5. Avoid contact with others if you have a cough or a temperature
During the corona virus pandemic, no one should go to work, school or kindergarten, use public transport or visit areas with large crowds if they are coughing or have a temperature (having the sniffles, contrary to some claims, is not a typical symptom of Covid-19). Day nurseries in particular have to follow this rule strictly, because children – according to current research – often show only mild symptoms, but can secrete the virus. If you develop fever or cough, contact a doctor and ask if a Covid-19 test is required.

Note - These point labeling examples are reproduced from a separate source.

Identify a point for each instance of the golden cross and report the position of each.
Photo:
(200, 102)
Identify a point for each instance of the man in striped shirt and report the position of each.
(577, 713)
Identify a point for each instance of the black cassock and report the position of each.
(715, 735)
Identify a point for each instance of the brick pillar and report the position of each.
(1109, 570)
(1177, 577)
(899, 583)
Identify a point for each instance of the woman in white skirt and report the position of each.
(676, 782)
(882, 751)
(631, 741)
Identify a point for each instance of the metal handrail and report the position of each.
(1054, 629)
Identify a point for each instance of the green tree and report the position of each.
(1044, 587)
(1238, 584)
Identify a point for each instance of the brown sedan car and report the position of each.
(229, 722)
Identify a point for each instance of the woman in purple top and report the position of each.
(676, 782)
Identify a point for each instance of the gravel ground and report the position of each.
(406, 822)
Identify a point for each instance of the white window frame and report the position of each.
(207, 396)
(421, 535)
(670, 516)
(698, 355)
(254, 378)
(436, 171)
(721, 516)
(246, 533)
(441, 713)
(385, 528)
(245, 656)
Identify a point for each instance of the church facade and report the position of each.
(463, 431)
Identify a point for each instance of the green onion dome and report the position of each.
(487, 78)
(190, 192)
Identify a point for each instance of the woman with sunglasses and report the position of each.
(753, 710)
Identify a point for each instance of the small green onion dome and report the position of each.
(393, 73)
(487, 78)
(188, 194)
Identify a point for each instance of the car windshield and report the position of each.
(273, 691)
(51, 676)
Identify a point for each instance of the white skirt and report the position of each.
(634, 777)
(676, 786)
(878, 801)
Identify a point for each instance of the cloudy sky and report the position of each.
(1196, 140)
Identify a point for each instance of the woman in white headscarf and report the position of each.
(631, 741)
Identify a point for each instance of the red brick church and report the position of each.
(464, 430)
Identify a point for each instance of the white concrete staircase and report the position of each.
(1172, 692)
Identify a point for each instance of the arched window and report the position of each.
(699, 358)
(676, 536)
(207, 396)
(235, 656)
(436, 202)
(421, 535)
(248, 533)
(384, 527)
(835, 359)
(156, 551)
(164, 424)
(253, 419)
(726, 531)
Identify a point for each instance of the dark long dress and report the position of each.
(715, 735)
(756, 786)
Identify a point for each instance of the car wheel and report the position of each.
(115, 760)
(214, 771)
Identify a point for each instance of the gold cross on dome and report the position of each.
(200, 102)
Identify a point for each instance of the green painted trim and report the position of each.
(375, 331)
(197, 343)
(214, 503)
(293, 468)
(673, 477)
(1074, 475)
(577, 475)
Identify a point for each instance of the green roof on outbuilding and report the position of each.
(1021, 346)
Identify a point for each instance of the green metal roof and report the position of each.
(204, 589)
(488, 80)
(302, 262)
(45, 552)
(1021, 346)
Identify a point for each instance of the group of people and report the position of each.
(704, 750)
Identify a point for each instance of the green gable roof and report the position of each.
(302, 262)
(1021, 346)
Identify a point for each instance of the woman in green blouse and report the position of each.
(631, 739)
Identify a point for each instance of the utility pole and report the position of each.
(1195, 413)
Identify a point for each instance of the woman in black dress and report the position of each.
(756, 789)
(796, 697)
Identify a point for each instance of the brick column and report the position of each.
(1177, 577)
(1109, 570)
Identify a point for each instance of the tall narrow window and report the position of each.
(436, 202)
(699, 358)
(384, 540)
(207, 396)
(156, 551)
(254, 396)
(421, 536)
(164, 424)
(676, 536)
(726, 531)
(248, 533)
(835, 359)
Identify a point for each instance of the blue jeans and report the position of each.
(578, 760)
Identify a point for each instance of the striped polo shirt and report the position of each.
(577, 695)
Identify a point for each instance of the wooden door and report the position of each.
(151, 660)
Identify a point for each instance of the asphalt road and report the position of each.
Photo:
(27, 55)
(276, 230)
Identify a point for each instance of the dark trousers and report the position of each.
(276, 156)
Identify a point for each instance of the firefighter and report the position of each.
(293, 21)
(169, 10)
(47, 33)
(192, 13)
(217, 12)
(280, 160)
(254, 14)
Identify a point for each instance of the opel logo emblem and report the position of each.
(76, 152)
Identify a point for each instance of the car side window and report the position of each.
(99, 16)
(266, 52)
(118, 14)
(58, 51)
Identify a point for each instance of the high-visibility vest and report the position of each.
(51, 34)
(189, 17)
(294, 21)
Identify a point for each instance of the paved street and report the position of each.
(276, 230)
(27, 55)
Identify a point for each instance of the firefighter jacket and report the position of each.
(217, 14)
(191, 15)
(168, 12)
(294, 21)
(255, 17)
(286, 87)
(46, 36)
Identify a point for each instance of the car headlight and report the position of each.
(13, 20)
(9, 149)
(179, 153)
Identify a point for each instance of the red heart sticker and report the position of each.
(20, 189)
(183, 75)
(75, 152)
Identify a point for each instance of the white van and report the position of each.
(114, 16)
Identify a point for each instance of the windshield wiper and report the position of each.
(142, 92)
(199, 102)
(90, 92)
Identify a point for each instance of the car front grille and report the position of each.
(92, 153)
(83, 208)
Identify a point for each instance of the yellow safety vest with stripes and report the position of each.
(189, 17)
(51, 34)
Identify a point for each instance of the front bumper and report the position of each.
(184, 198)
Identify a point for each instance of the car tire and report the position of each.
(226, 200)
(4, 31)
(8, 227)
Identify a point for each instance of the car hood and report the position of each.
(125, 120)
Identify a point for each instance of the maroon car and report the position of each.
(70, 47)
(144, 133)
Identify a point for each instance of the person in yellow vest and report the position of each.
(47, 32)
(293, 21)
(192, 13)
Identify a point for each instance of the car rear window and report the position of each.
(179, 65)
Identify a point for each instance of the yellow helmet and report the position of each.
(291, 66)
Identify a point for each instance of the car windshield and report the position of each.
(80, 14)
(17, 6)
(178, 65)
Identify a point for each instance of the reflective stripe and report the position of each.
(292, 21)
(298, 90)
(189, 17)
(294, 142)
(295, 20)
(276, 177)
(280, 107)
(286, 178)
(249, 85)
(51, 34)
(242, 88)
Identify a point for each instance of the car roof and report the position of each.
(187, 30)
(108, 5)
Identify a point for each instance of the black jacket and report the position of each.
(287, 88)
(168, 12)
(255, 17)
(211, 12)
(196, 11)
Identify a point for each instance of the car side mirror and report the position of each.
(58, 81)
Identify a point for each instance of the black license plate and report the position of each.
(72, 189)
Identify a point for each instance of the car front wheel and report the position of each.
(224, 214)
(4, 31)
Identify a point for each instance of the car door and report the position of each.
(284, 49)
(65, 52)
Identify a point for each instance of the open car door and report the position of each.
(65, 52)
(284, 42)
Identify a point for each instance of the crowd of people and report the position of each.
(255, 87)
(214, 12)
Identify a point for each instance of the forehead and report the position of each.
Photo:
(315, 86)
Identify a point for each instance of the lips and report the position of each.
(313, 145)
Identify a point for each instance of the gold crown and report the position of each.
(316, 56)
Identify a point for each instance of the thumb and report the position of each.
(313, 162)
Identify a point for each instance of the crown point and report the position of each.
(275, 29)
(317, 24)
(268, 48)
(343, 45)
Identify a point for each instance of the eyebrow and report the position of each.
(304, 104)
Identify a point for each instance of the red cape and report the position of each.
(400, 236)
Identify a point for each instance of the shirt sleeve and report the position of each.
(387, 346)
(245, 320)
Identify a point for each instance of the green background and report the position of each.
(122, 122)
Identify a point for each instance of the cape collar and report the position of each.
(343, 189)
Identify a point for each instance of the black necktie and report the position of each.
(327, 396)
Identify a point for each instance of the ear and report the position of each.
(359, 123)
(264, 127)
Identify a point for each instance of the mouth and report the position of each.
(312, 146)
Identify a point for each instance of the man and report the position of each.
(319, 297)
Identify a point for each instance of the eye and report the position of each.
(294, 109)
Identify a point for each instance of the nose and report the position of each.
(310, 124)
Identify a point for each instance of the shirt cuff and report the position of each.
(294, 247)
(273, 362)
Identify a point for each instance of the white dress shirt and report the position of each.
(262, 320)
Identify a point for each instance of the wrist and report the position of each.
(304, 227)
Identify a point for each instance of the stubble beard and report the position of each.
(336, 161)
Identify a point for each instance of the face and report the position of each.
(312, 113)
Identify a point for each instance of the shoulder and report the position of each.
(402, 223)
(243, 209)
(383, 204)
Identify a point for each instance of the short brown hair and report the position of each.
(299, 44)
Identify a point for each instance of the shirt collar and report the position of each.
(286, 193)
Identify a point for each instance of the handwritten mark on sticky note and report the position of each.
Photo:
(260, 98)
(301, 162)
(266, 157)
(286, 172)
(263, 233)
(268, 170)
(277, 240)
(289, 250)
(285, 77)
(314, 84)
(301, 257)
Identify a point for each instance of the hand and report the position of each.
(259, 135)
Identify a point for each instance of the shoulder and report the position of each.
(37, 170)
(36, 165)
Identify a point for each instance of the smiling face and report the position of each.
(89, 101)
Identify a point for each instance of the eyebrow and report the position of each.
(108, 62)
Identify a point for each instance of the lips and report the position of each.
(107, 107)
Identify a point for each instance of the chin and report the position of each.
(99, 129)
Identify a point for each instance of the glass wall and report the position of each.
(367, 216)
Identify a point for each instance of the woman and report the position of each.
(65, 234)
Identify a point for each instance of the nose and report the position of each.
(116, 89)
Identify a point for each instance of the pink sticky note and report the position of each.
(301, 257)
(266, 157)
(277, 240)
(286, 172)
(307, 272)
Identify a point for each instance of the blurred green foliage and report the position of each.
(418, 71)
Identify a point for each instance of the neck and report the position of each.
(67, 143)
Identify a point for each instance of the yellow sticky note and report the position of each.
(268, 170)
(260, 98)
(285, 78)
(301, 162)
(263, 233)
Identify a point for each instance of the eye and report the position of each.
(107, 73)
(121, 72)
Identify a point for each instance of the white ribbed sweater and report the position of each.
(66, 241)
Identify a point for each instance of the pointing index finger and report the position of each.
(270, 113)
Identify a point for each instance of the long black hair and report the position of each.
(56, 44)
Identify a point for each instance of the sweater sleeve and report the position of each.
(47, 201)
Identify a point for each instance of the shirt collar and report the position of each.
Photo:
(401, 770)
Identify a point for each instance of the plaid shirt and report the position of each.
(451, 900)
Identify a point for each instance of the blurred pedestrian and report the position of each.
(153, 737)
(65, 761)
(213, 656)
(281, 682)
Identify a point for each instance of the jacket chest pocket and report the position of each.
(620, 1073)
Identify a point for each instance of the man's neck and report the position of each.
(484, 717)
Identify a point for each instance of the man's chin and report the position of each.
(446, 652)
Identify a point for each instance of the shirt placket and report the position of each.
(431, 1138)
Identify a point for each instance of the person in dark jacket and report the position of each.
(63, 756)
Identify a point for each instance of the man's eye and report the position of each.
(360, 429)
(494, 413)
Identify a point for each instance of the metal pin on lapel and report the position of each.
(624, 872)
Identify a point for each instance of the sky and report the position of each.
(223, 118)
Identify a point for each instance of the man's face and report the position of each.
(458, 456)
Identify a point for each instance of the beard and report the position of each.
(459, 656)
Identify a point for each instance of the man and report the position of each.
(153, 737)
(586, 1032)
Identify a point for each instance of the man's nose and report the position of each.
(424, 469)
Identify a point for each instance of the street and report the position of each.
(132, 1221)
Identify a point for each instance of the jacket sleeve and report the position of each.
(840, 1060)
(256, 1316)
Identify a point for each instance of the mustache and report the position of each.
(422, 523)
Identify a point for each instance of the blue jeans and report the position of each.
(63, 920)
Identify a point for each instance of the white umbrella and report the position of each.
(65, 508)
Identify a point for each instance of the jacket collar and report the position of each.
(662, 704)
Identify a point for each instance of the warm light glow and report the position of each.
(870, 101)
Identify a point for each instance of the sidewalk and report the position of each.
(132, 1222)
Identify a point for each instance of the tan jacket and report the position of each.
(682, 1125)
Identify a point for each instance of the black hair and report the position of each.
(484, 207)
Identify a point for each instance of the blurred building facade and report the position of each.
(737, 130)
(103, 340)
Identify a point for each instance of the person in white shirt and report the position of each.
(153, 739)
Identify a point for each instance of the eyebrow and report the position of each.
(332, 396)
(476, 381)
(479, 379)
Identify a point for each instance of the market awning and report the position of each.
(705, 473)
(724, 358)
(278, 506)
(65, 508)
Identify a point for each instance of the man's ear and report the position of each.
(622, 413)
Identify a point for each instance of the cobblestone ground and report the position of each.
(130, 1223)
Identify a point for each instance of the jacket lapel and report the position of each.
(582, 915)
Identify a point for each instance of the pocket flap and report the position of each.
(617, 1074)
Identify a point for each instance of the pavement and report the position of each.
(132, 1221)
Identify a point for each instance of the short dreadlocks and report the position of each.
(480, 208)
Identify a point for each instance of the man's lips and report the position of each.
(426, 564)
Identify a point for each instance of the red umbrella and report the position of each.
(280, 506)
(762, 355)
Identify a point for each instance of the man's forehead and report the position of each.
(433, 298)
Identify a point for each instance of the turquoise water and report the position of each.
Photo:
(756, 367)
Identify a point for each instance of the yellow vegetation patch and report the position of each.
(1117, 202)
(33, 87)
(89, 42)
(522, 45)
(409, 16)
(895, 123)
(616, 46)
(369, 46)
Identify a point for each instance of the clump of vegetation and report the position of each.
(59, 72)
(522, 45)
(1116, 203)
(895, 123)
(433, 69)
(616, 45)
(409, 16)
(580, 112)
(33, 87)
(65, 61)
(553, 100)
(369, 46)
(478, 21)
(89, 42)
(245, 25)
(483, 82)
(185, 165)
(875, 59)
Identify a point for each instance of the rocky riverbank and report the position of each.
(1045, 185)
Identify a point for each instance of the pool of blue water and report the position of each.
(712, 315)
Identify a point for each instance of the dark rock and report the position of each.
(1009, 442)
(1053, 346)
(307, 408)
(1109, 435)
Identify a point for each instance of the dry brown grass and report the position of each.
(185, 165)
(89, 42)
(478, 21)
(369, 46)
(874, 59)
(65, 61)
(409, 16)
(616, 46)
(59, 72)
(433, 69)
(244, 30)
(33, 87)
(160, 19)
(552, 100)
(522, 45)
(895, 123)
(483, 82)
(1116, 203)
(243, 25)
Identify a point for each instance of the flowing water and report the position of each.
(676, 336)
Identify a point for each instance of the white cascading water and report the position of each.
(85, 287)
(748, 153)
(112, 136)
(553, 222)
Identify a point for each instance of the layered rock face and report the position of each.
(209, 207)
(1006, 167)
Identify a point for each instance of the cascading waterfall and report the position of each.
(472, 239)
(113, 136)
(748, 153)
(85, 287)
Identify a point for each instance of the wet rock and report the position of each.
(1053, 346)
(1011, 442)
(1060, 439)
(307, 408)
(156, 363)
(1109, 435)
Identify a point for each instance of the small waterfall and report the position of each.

Whoever follows these rules, can with great probability avoid an encounter with the new corona virus. To do any more hardly provides any further protection and makes life unnecessarily complicated – after all we are not dealing with Ebola and Co. (this, of course, does not apply to higher risk groups). In daily life neither masks designed for medical personnel (FFP2-respirators), nor great amounts of disinfectant are necessary. Whoever falls ill at the moment should bear in mind, that common colds and flu are still more widespread than Covid-19. And those who do become infected have a 99 per cent chance of survival.